Yellow_Submarine- Nombre de messages : 278
Age : 53
Localisation : Fougères
Date d'inscription : 08/01/2010
Re: FRAGMENTS : Le fil de vos textes courts
Un début, oui, qui commence par une fin ... Pourquoi pas ? Osez Joséphine... pardon, Submarine !
Re: FRAGMENTS : Le fil de vos textes courts
Elle, ça s’voyait bien qu’ça l’arrangeait d’être là, elle me connaissait pas, la réciproque me convenait. Aux commandes d’un truc pour cordes, un violoniste enflammait nos entrailles.

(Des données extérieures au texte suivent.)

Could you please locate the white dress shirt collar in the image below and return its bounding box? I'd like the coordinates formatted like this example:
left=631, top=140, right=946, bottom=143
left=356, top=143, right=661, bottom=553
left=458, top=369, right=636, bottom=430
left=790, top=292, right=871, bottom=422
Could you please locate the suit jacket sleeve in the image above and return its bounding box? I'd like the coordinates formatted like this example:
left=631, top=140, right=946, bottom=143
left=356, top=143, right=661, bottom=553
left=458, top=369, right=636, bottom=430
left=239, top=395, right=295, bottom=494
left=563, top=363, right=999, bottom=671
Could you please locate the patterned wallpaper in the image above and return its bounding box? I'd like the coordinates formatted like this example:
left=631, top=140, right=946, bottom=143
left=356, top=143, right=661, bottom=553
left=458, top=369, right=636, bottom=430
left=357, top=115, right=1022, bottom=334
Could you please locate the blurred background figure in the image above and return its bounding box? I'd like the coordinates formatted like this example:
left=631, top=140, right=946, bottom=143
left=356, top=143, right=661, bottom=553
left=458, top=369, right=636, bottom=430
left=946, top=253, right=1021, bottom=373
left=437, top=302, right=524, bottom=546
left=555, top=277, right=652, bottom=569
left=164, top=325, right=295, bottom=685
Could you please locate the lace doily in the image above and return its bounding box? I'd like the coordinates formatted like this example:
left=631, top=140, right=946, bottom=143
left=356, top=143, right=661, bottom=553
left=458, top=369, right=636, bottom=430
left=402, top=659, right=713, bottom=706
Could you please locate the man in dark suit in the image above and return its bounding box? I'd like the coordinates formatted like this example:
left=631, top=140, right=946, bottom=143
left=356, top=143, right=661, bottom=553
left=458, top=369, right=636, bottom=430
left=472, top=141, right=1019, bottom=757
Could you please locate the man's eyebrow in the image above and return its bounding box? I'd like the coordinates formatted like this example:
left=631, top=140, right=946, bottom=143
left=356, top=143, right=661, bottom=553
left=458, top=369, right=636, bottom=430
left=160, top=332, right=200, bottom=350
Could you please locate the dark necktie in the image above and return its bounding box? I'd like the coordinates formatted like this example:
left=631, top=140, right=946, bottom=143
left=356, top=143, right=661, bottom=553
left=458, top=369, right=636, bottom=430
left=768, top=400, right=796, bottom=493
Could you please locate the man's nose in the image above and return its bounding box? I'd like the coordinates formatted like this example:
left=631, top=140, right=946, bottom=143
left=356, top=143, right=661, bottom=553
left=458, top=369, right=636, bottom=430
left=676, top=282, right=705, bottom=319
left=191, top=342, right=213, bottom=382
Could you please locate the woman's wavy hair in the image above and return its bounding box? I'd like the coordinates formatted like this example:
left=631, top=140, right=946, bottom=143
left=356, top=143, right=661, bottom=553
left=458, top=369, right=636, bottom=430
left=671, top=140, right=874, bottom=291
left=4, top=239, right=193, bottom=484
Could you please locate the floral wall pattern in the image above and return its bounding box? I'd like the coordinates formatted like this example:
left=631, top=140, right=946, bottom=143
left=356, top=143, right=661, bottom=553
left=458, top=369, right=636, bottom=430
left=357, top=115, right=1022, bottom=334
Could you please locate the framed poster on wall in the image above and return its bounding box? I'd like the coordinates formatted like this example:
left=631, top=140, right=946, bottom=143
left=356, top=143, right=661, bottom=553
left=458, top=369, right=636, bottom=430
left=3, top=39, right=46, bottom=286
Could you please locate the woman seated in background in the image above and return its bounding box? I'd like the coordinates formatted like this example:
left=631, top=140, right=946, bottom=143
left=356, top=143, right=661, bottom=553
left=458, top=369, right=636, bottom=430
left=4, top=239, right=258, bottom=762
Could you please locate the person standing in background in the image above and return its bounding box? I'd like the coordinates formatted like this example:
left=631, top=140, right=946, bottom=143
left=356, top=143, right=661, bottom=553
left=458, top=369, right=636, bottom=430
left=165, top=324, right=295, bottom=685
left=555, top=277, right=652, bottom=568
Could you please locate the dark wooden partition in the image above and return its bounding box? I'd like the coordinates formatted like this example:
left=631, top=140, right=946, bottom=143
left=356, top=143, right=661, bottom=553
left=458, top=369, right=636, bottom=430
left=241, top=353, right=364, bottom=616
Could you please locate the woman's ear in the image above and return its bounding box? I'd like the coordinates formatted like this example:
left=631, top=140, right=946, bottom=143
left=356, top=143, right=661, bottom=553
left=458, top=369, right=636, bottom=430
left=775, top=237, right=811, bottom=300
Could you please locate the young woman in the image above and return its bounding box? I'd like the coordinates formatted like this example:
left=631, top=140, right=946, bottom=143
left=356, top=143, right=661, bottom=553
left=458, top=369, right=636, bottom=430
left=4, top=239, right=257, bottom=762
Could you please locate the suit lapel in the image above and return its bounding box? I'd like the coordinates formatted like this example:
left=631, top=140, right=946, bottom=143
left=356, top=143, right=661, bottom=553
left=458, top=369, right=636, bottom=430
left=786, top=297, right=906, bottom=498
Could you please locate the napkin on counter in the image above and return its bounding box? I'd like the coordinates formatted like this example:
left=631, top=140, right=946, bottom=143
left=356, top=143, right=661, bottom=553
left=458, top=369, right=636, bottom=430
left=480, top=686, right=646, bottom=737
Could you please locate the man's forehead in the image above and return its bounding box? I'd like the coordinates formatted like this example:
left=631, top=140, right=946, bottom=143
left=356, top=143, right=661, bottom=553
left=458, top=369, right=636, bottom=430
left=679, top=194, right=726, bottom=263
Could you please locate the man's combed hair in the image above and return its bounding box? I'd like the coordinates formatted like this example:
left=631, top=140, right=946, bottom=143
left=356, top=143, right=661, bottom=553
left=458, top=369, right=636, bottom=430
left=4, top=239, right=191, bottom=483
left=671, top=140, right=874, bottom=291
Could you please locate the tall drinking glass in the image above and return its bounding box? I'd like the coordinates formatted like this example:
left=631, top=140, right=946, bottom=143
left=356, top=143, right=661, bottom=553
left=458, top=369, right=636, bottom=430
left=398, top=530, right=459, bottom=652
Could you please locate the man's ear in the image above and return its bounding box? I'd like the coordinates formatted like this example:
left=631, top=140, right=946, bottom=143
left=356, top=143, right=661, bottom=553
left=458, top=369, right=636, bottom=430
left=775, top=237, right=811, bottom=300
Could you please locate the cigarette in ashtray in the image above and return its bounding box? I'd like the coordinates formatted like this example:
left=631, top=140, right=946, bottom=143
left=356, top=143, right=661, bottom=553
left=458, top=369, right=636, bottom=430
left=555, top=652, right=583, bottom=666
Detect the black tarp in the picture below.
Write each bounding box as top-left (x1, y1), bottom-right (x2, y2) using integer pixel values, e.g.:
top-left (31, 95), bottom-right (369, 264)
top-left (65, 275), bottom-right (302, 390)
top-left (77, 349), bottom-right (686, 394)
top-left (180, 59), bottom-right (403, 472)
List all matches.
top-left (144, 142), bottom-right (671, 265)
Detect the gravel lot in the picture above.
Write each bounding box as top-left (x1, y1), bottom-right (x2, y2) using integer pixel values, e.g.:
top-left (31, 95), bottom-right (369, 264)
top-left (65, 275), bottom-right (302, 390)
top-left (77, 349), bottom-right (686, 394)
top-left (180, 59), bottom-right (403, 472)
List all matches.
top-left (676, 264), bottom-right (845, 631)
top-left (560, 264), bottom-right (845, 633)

Tous les deux à s’regarder dans les yeux, elle, des perles grosses comme le poing, dedans et dehors les globes, c’est elle qui bâillonnait ce chiffon, moi, plein d’amour au bout ma scie... j’la fait toujours rentrer en premier, question d’amplitude thermique... j’adore leurs dire que c’est pas grave de m’avoir suivi, qu’elles savaient déjà, que c’était le sens à donner au tragique grec, mais elles cherchent toujours à fuir ce qu’elles sont... Celle-là, elle est marrante, j’sens bien qu’elle a envie de parler... j’sens bien sa gêne, qu’elle s’dit dommage si j’avais su... Mais elles comprennent jamais rien, la violence c’est pas ce que j’vais leur faire, la violence c’est l’irréversible, c’est la colle sur le papier tue-mouches, c’est le couperet qui te fend la chatte, qui t’asperge de vie en grumeaux, c’est le temps palpable, celui du sablier qui postillonne... Alors je leur explique comment je procède, mes p’tites huitres... je leur montre l’azote liquide dans sa bonbonne, j’la fais tinter avec la pince que j’balance lentement devant leurs yeux, j’leur demande si ça leur plait comme dernier paysage, elles savent que j’vais leur arracher les yeux, leur injecter de l’adré, les fendre par le milieu et en crachant dans leur bain d’organes verser l’azote dans les grottes oculaires, cerveau congelé... généralement elles font les biches... tiens qu’est-ce que j’dis, y a la conne qui s’effondre... un peu de respect merde, j’cogne ses seins, j’écorche son menton... et l’art... collecter comme ça, dans la tête des gens, ça mérite ! Elle croit que c’est pourquoi qu’elle s’est réveillée attachée blanche neige ? T’es filmée souillon, tu vas figer l’éphémère, à toi toute seule les frères Bogdanov !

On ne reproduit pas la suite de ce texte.